= Martín García Cereceda =

Spanish soldier and chronicler

Martín García Cereceda or Cerezeda (fl. 1521-1545) was a Spanish soldier and chronicler. He served twenty three years in the armies of Holy Roman Emperor Charles V, which he covered in his chronicle. It was published by Ariba in 1873.

==Biography==
Born in Cordova, he pursued military life, which he described as, "with spirited and merry will I left my land, and coming to the road I felt like tasting the danger that an infinite number of knights, nobles and soldiers have tasted". In 1521 he became an aquebusier and up to 1545 was part of the Spanish army, first of the coronelías and later of the tercios, participating in a long number of campaigns. Among them, he served in the Battle of Pavia in 1525, where he was part of Francisco de Villaturiel's company. He was also present during the death of celebrated poet Garcilaso de la Vega during the siege of Nice of 1536.

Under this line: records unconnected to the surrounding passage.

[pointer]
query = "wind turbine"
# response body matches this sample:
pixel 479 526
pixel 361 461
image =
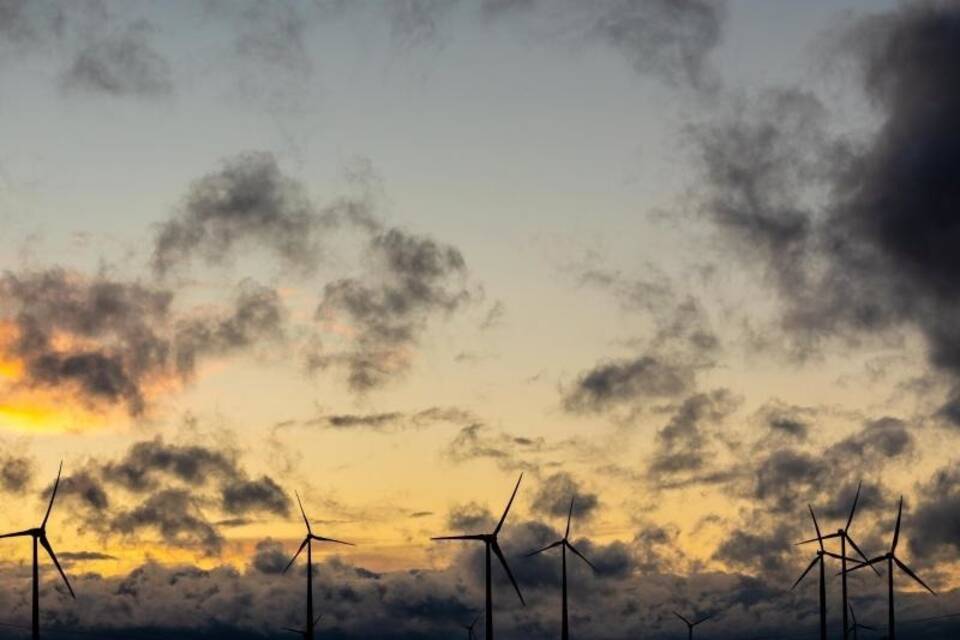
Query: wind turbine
pixel 691 625
pixel 856 625
pixel 492 545
pixel 308 543
pixel 469 628
pixel 844 536
pixel 39 535
pixel 892 559
pixel 302 632
pixel 564 544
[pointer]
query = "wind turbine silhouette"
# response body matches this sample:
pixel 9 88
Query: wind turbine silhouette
pixel 308 543
pixel 821 552
pixel 844 535
pixel 469 628
pixel 892 559
pixel 691 625
pixel 856 625
pixel 564 544
pixel 39 535
pixel 492 545
pixel 302 632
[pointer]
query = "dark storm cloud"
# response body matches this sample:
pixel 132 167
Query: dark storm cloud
pixel 121 64
pixel 16 472
pixel 935 522
pixel 667 38
pixel 624 382
pixel 175 515
pixel 117 326
pixel 859 238
pixel 269 557
pixel 554 495
pixel 257 316
pixel 413 278
pixel 261 495
pixel 247 203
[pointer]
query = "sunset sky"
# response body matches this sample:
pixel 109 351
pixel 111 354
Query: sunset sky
pixel 694 263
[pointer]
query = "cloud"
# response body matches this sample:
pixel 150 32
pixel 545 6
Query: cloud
pixel 247 203
pixel 624 382
pixel 413 278
pixel 857 236
pixel 667 38
pixel 554 494
pixel 121 64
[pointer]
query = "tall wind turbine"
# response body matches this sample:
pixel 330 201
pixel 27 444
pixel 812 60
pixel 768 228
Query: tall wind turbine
pixel 691 625
pixel 564 544
pixel 308 543
pixel 844 536
pixel 892 559
pixel 492 545
pixel 856 625
pixel 39 535
pixel 469 628
pixel 821 552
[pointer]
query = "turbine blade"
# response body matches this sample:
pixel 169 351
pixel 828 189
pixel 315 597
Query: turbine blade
pixel 53 556
pixel 322 539
pixel 507 510
pixel 582 557
pixel 303 513
pixel 506 567
pixel 25 532
pixel 862 554
pixel 896 530
pixel 53 495
pixel 826 537
pixel 816 525
pixel 853 509
pixel 296 555
pixel 804 574
pixel 910 573
pixel 546 548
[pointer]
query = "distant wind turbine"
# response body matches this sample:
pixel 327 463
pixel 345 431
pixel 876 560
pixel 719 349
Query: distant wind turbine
pixel 844 535
pixel 302 632
pixel 892 559
pixel 492 545
pixel 564 544
pixel 39 535
pixel 308 543
pixel 469 628
pixel 856 625
pixel 691 625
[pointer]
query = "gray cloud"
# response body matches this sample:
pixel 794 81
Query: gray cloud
pixel 121 64
pixel 413 278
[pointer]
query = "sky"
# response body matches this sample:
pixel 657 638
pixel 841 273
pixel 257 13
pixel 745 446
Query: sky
pixel 690 263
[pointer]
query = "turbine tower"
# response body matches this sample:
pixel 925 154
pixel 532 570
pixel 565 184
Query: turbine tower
pixel 844 536
pixel 39 535
pixel 308 543
pixel 691 625
pixel 856 625
pixel 892 559
pixel 492 546
pixel 564 544
pixel 469 628
pixel 821 552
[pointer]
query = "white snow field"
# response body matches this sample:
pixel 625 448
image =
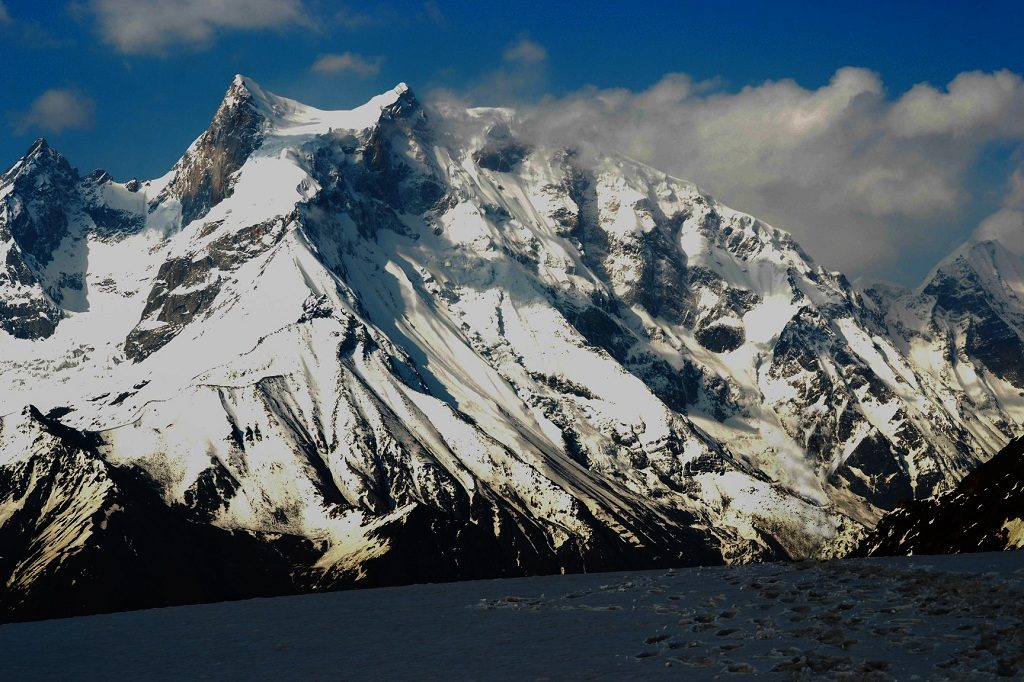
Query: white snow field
pixel 928 617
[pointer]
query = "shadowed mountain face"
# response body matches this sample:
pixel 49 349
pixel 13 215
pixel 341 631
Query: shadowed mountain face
pixel 984 513
pixel 378 346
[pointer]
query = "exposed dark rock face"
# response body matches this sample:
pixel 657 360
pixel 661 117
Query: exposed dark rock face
pixel 203 176
pixel 121 547
pixel 185 288
pixel 984 513
pixel 990 337
pixel 36 210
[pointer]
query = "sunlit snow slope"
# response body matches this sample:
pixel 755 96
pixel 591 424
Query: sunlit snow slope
pixel 396 344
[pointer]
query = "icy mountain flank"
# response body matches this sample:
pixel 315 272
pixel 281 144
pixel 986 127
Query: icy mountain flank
pixel 382 348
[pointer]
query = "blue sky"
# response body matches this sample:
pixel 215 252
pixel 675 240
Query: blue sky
pixel 127 84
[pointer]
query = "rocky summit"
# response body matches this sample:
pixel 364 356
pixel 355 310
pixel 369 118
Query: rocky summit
pixel 394 344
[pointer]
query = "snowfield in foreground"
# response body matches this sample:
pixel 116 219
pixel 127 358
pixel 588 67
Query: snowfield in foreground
pixel 915 617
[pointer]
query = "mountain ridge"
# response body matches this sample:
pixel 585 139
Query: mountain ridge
pixel 365 328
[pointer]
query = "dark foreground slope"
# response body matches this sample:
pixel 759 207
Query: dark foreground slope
pixel 984 513
pixel 935 617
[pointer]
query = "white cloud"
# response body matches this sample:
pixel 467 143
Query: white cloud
pixel 56 111
pixel 1007 224
pixel 346 62
pixel 136 27
pixel 524 51
pixel 860 178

After his retirement in 1545, he wrote his work, Tratado de las campañas y otros acontecimientos del emperador Carlos V desde 1521 a 1545, por Martín García Cereceda, cordovés, soldado de aquellos ejércitos, which he dedicated to Gonzalo Fernández de Córdoba, grandson of the Great Captain. The work, which places him in the tradition of the Spanish soldier-writer, remained unpublished to the 19th century, when it was published by Ariba in 1873. It is considered a fairly neutral and thorough chronicle.